The present volume, be it remembered, is neither a gazetteer nor an itinerary. The limits are too narrow for its making pretensions even to be a Guidebook, though the style, often, I am aware, too swift and abbreviated, may give it the semblance of one;it proposes only to supply hints as to where and how to secure country pastimes. While constrained to leave many places with only a touch, others have been treated so admirably by Mr. Earwaker, Mr. Croston, and Mr. Waugh, that to tread the same ground would, on my own part, be alike needless and ungraceful. Others again I have described only within these few months in the Lancashire, to which work I may be permitted to refer the reader for particulars not here given.
Except in some few instances, I have not cared either to give minute directions as to paths and gates. One of the grand charms of a rural ramble consists in the sensation, at times, of being slightly and agreeably lost; to say nothing of the pleasure which comes of being called upon to employ our own wits, instead of always asking, like a child, to be led by the hand.
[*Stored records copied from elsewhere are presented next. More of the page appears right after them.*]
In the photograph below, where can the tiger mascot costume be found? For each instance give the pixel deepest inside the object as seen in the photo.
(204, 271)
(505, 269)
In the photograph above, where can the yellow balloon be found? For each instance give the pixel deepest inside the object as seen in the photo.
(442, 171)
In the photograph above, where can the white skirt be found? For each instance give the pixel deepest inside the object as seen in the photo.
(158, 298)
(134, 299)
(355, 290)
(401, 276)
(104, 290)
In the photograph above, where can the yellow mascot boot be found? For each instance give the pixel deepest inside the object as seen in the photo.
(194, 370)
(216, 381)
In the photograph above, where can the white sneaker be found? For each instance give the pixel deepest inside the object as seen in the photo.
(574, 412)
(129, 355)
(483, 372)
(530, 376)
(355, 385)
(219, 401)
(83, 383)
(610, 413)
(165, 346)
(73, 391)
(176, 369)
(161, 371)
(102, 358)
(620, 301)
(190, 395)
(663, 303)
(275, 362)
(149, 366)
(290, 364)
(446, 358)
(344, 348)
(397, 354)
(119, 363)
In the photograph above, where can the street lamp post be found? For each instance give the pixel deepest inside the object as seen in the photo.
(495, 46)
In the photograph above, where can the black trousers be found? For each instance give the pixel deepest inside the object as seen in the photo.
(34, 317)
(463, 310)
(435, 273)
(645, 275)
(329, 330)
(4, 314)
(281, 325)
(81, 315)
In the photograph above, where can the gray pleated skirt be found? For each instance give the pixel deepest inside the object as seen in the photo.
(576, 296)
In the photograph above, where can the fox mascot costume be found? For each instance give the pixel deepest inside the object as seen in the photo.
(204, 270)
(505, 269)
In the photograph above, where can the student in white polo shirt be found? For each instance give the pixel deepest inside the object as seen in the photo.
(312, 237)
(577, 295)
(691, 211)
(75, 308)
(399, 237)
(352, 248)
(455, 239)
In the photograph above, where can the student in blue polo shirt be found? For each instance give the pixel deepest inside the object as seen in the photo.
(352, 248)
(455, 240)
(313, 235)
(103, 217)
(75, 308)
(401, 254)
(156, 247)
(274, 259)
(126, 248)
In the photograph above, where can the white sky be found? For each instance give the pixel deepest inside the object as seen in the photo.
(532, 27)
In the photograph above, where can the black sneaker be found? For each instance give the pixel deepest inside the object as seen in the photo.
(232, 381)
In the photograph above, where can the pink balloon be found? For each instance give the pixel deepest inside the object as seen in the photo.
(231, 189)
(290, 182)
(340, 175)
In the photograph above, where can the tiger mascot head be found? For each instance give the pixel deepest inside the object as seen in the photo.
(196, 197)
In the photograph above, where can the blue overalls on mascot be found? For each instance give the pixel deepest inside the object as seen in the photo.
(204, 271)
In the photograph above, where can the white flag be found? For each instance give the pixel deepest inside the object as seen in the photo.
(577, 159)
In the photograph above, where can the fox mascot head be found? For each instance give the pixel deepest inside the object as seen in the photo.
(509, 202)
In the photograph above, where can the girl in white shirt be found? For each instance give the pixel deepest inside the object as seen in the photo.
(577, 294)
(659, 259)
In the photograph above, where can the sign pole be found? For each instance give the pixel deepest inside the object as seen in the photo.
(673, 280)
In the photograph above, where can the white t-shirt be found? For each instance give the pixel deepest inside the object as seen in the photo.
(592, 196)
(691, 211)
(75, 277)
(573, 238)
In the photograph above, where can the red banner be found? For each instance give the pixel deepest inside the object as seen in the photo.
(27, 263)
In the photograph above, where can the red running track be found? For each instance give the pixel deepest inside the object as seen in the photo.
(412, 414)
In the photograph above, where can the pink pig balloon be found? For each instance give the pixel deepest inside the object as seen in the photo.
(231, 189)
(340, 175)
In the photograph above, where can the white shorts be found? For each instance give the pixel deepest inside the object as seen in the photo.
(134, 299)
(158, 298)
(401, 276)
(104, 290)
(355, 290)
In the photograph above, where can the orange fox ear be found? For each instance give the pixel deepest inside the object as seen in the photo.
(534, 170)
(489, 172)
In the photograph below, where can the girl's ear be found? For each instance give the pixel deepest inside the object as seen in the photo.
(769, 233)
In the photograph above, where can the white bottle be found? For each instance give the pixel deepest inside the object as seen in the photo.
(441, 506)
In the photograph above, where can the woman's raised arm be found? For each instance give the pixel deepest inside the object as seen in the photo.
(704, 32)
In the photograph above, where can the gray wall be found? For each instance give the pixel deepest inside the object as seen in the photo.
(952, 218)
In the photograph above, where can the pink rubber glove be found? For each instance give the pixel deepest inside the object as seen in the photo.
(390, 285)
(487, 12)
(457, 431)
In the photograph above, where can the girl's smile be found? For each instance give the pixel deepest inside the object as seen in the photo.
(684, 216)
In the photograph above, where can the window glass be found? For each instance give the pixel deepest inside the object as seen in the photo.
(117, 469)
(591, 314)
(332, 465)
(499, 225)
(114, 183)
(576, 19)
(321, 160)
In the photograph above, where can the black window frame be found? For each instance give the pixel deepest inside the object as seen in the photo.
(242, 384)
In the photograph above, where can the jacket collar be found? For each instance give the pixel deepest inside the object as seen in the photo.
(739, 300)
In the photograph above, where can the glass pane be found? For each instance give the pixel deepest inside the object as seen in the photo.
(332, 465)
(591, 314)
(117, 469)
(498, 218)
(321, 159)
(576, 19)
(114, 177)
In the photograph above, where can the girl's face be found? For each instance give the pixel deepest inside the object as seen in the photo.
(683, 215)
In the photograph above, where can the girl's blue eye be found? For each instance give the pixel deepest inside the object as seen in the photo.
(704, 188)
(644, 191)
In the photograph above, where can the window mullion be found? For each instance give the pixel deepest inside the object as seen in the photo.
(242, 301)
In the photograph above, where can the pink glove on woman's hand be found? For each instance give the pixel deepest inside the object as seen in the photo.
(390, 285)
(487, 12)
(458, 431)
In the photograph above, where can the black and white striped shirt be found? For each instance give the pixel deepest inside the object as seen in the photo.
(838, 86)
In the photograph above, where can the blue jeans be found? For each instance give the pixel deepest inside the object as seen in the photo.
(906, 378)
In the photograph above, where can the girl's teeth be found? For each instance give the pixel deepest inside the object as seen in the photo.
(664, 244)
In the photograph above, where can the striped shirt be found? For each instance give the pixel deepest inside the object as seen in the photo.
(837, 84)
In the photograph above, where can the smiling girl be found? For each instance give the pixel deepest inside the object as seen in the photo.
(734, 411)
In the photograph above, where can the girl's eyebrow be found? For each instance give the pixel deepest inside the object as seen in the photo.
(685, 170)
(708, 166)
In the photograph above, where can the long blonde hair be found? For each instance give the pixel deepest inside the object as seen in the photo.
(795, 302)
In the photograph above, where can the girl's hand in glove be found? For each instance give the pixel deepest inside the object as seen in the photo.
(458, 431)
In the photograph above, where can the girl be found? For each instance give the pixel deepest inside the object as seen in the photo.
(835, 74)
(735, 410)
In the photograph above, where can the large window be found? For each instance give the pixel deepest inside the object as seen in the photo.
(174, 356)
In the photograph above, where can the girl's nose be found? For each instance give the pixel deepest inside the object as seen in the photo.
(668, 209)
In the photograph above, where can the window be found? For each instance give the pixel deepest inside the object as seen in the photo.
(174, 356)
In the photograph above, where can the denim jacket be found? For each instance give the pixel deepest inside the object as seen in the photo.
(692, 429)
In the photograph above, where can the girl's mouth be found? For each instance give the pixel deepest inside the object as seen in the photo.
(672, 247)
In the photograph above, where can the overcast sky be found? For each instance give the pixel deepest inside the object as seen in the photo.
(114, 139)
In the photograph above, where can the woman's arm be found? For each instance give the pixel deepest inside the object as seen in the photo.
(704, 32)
If, when visited, some of the places seem overpraised, it must further be understood that the descriptions are of their appearance in pleasant weather, in sunshine, and when cherished companions help to make the hours glad. I can say no more than that the descriptions are faithful as regards my own experience, and that I hope earnestly they may become true to the experience of every one else. From this point of view the little book is a kind of record of what I have seen and felt during forty years.